The Supreme Court upheld both the law and its application to Grand Central, providing a compelling precedent to support local laws like the District of Columbia Historic Preservation Act.

Brennan pointed to the growing recognition that too many historic structures had been destroyed without adequate consideration of either the values they represented or the possibility of preserving them in economically productive ways.

Moreover, Brennan observed, structures with special historic or architectural significance enhance the quality of life for all. He wrote, "Not only do these buildings in their workmanship represent the lessons of the past and embody precious features of our heritage, they serve as examples of quality for today."

Finally, Brennan emphasized that the developer had conceded the capacity to earn a "reasonable return" on its investment in the existing terminal. He also noted the New York law permitted the developer to transfer development rights from over the terminal to nearby parcels, thus mitigating financial burdens under the landmark designation.

Brennan recognized in the Penn Central decision that some local regulations can go too far, setting the stage for his second major land-use opinion protecting the rights of property owners from overreaching land-use controls.

In his 1981 dissent in San Diego Gas & Elec. Co. v. City of San Diego, Brennan reasoned that if a regulation becomes a taking, then the property owner is entitled to just compensation for the period of time the regulation effected the taking. In 1987, the Supreme Court formally endorsed Brennan's position in another case.

The San Diego dissent opened a new door to damage suits by property owners against local and state governments. Payment of just compensation represents a substantially greater threat to municipalities than mere invalidation of an ordinance, which had been the remedy in a number of states. City planners feared that making local governments liable to pay just compensation for regulatory taking would inhibit sound local planning actions. Brennan responded pointedly: "If a policeman must know the Constitution, then why not a planner?"

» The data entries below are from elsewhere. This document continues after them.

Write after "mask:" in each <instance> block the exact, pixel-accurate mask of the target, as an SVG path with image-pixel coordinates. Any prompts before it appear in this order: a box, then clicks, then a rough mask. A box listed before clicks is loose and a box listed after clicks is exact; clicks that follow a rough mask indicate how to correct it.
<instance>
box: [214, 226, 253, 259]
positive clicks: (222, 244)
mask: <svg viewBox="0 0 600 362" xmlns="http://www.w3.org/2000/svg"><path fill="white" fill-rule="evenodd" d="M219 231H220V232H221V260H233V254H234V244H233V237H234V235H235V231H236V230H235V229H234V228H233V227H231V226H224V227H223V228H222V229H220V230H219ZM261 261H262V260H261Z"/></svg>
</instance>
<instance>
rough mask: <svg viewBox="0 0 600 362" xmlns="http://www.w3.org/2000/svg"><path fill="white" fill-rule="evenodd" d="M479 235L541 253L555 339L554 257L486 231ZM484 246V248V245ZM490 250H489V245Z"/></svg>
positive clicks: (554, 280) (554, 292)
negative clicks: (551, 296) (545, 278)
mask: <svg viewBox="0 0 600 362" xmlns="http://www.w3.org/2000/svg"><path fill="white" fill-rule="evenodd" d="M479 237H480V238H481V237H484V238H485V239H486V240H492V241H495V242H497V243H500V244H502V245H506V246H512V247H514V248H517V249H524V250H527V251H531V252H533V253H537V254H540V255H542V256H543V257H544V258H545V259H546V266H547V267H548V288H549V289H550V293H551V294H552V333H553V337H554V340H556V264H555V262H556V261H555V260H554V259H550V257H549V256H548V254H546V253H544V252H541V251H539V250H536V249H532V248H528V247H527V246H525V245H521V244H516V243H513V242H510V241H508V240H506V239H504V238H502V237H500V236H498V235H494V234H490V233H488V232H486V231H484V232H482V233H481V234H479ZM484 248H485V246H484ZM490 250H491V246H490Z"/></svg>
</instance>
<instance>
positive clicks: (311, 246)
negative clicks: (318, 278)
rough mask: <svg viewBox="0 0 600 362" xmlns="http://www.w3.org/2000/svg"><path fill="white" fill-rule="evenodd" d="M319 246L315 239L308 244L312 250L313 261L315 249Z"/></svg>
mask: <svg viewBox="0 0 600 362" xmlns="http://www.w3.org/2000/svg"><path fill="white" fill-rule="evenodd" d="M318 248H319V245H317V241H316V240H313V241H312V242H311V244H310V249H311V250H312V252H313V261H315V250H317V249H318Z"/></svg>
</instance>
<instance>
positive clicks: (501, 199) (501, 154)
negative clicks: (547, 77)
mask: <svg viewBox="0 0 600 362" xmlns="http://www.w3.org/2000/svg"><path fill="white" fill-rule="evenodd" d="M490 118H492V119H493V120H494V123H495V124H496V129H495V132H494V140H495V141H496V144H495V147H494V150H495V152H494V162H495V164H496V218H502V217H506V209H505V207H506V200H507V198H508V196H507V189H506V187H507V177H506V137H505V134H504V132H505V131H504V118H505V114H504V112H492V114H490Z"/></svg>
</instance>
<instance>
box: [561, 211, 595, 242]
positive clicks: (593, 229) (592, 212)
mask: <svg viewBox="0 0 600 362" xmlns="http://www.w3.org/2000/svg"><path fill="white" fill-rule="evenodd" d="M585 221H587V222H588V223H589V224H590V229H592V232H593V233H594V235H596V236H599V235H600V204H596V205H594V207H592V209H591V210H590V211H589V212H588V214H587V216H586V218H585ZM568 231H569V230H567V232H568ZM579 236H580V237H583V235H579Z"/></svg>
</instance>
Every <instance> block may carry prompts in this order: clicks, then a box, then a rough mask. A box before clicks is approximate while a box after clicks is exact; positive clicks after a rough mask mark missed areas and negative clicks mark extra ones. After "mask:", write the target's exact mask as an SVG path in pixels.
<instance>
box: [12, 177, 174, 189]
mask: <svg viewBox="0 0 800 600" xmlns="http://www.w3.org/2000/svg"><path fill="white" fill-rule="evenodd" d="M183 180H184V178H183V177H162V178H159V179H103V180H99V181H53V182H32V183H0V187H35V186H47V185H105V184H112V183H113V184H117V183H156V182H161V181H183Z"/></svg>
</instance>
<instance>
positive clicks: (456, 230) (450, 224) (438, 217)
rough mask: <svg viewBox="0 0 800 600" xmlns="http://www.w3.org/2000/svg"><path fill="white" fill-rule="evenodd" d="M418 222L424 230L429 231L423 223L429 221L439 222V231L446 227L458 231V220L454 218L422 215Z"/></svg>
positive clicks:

In addition to these two groundbreaking opinions, Brennan wrote 20 other land-use opinions during his service on the New Jersey and United States States Supreme Courts. In an excellent book, "Landmark Justice," Harvard Law School Professor Charles M. Haar and Jerold S. Kayden, a lawyer and city planner, write that Brennan "is unequaled for the many legal opinions he has written having profound implications for land use in the United States."

Haar and Kayden predict that either Justice Antonin Scalia or Justice John Paul Stevens is most likely to assume the mantle of the judge most active in the land-use area, with Scalia favoring private property rights and Stevens defending government actions.

In real estate, as in other areas of the law, Brennan interpreted the Constitution to make it more responsive to the needs of the people whom it was intended to protect. Like the buildings Brennan helped preserve, his judicial legacy will provide lasting benefits for both preservationists and developers.

Leonard A. Zax, an attorney, is a partner in Fried, Frank, Harris, Shriver & Jacobson and head of the real estate department in the law firm's Washington office. He is also a trustee of the D.C. Preservation League and served as co-chair of Mayor Marion Barry's Commission on Downtown Housing.